Hard Brexit or sacrifice UK sovereignty?


Sterling finished last week on the front foot, rallying on Friday after UK Q1 GDP was revised slightly higher. GBP/USD had touched its lowest level since November last week but bounced back above 1.32 on Friday, although it has retreated to around 1.3150 this morning.

Brexit concerns are rearing their heads again after weekend reports that UK PM Theresa May has warned parliament Brexiteers that leeway on negotiations with EU leaders in Brussels is not developing, and that hard-line separatists may soon have to choose between a hard Brexit scenario, an economically punishing outcome, or sacrifice some UK sovereignty in favour of maintaining access to the EU fiscal union.

Event risk this week is limited beyond this morning’s PMI print. Service PMI follows on Wednesday and house price data on Friday.


Having powered above the 95 level earlier in the week, the Dollar Index was brought crashing down on Friday as trade tensions resurfaced.
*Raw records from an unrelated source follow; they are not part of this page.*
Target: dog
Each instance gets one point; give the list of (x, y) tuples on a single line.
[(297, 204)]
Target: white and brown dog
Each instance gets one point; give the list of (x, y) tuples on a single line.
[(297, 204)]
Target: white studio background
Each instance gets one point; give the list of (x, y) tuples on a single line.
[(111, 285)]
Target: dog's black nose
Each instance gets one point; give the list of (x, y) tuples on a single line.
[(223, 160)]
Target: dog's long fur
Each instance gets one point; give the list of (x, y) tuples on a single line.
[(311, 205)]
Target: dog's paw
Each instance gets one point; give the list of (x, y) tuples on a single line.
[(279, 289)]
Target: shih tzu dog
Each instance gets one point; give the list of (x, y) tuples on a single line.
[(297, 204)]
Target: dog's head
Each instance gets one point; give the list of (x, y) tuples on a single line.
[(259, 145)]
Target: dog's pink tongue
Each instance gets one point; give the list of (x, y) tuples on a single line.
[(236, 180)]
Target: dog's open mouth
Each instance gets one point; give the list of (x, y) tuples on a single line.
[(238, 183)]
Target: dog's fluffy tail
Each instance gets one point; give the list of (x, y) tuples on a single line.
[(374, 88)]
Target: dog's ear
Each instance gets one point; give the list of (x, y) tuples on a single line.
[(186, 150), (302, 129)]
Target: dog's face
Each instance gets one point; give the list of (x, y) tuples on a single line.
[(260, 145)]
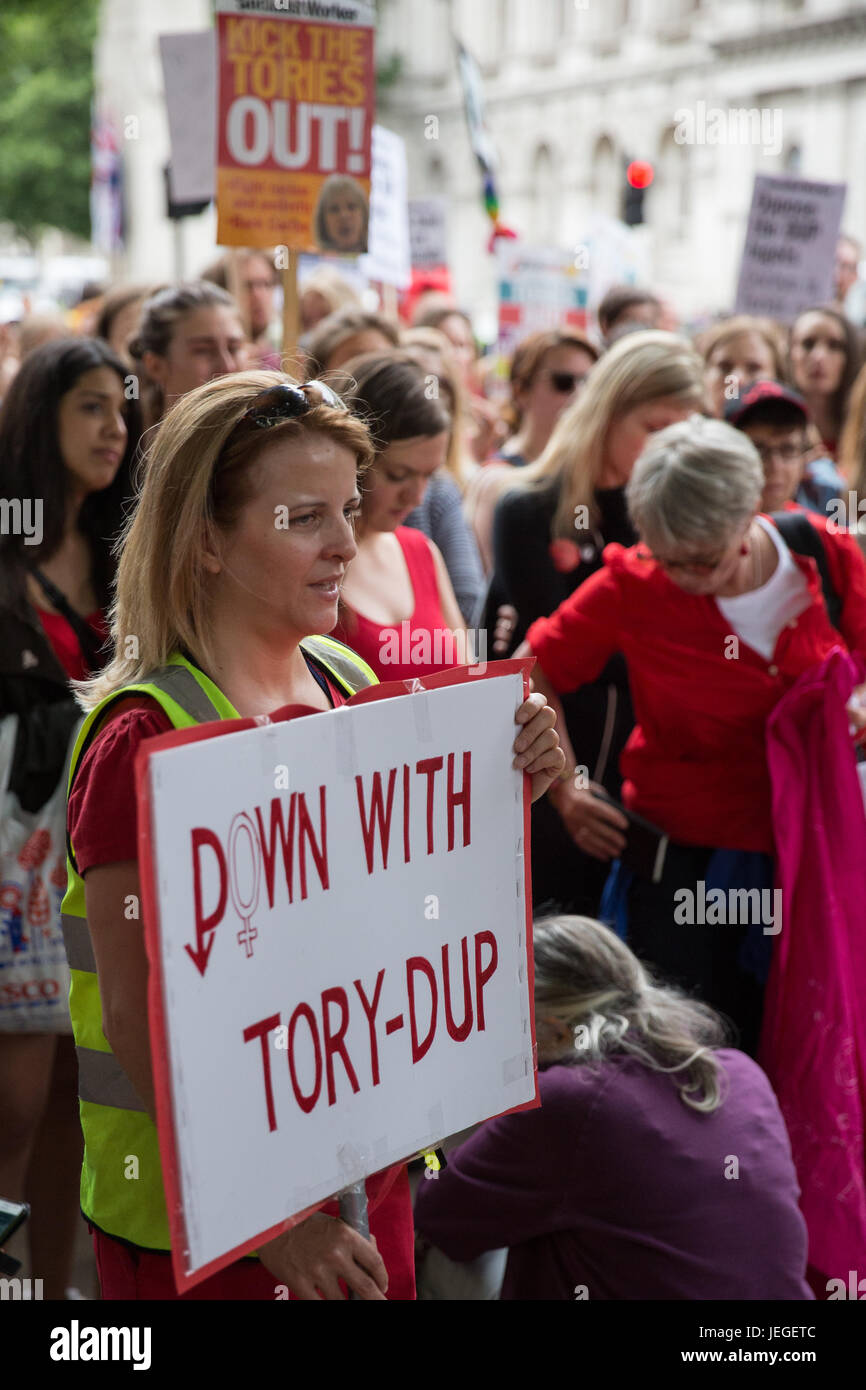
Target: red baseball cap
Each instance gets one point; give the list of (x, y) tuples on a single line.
[(758, 394)]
This stemmed from a report that suggested President Trump has been telling his advisors that he wishes to withdraw from the World Trade Organisation – Treasury Secretary Mnuchin later called the story ‘exaggerated’.
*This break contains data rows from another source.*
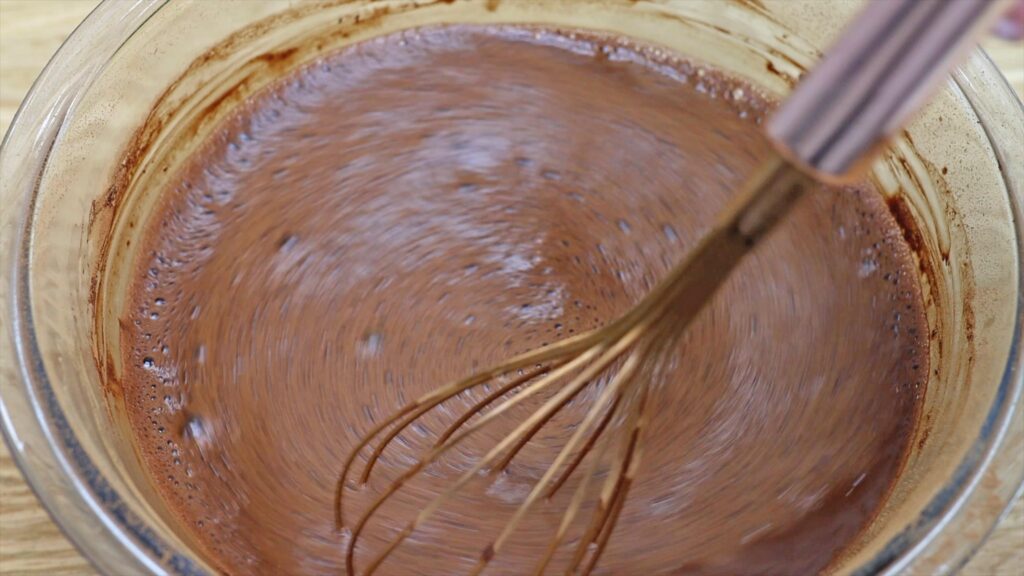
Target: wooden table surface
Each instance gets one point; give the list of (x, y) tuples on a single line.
[(30, 543)]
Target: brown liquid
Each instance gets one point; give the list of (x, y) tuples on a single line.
[(427, 204)]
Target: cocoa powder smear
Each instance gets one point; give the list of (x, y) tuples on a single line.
[(427, 204)]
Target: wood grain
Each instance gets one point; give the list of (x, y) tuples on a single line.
[(30, 543)]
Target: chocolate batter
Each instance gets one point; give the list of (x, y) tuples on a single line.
[(418, 206)]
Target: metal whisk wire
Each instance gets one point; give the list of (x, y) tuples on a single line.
[(563, 370)]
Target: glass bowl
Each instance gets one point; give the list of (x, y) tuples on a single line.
[(138, 84)]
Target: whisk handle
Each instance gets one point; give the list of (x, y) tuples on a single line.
[(886, 63)]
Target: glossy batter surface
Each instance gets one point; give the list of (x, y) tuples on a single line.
[(423, 205)]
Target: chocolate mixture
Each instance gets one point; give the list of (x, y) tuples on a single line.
[(426, 204)]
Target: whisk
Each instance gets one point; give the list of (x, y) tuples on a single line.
[(863, 90)]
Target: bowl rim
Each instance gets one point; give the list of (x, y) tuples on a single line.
[(114, 538)]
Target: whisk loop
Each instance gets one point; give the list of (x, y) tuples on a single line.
[(562, 371)]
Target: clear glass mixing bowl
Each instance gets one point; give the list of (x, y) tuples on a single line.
[(138, 84)]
Data releases were mixed meanwhile with a downward revision to Q1 GDP followed by a modest beat for core PCE which reached two-percent for the first time in six years. The Dollar Index has begun this week with a modest bid at around 94.9.

On the data front, we await ISM manufacturing later today, factory orders tomorrow, ISM non-manufacturing and ADP on Thursday and the jobs report on Friday.


Earlier today, the AFP news agency reported that the German Interior Minister Seehofer is seeking to resign from his position as well as his seat as the Head of Germany’s Christian Social Union (CSU), Merkel’s Bavarian alliance. This news took the markets off guard and created a sense of panic, as investors remained wary over the German Chancellor Merkel’s future, sending the EUR off the cliff from just below the 1.17 handle.

Euro Zone CPI was out on Friday although prompted minimal reaction as both the headline and core rate were in line with expectations.

This week, we await Euro Zone manufacturing PMI and unemployment data this morning, retails sales tomorrow and service PMI on Thursday.


The Japanese Yen was the main casualty of Friday’s risk rally as USD/JPY hit a two week high at 110.88, stopping short of the elusive 111 handle. The pair is trading around 110.75 this morning after little reaction to mixed Tankan data released overnight.

Still to come this week, we expect possible comments from the Bank of Japan’s Harada on Wednesday plus household spending and wage data on Friday.


Friday’s risk rally weighed on the Swiss Franc which helped to push EUR/CHF back above 1.16, albeit briefly, with the pair falling back to the 1.15 handle this morning.

The Franc has seen a modest bid to start the week as European stocks retreated. Any upside may have been limited however by weak Swiss retail sales data.


The Australian Dollar touched its lowest level against the US Dollar since January 2017 last Wednesday at 0.7323. Analysts were quick to blame the PBOC who set the weakest reference rate since December.

AUD/USD has begun the week on the back foot amid weaker oil prices and soft Chinese macro data. Investors are now looking ahead to Tuesday’s RBA policy meeting – a poll released last week said economists do not expects rates to rise until Q3 2019.

Retail sales data follows on Wednesday alongside the trade balance.


The Canadian Dollar finished last week on the front foot following a modest GDP beat and notable jump in the raw material price index. This followed a one-year high for USD/CAD on Wednesday where cautious remarks from Bank of Canada Governor Poloz provided a weighed.

On the slate this week, we await RBC manufacturing PMI tomorrow ahead of unemployment and trade data on Friday.


Last week’s RBNZ policy decision weighed heavily on the New Zealand Dollar – policymakers seemed to adopt a slightly more dovish stance following the weak GDP data released earlier this month. The Kiwi hit its lowest level versus the US Dollar since June 2016 on Friday at 0.6736.

The Kiwi has lost some minor ground this morning after soft New Zealand Treasury indicators. This week could prove a quieter one with only the GDT auction tomorrow and the ANZ commodity price index on Wednesday.


The Riksbank meet tomorrow against the backdrop of a weakening currency as investors continue to fret over the possibility of an EU referendum. Data was also less than supportive with retail sales falling short of expectations on Wednesday.

EUR/SEK hit its highest level since May 9th this morning at 10.2068 with the Krona losing ground after a soft Swedish PMI print. Looking ahead, we await Service PMI on Wednesday and industrial production on Thursday.


The Norwegian Krone gave back some of its recent gains last week as it received support from hawkish central bank rhetoric. Data releases provided a brief boost to the Krone on Friday with encouraging prints for retail sales and unemployment.

EUR/NOK has crept up to a fresh three-week high this morning at 9.5367.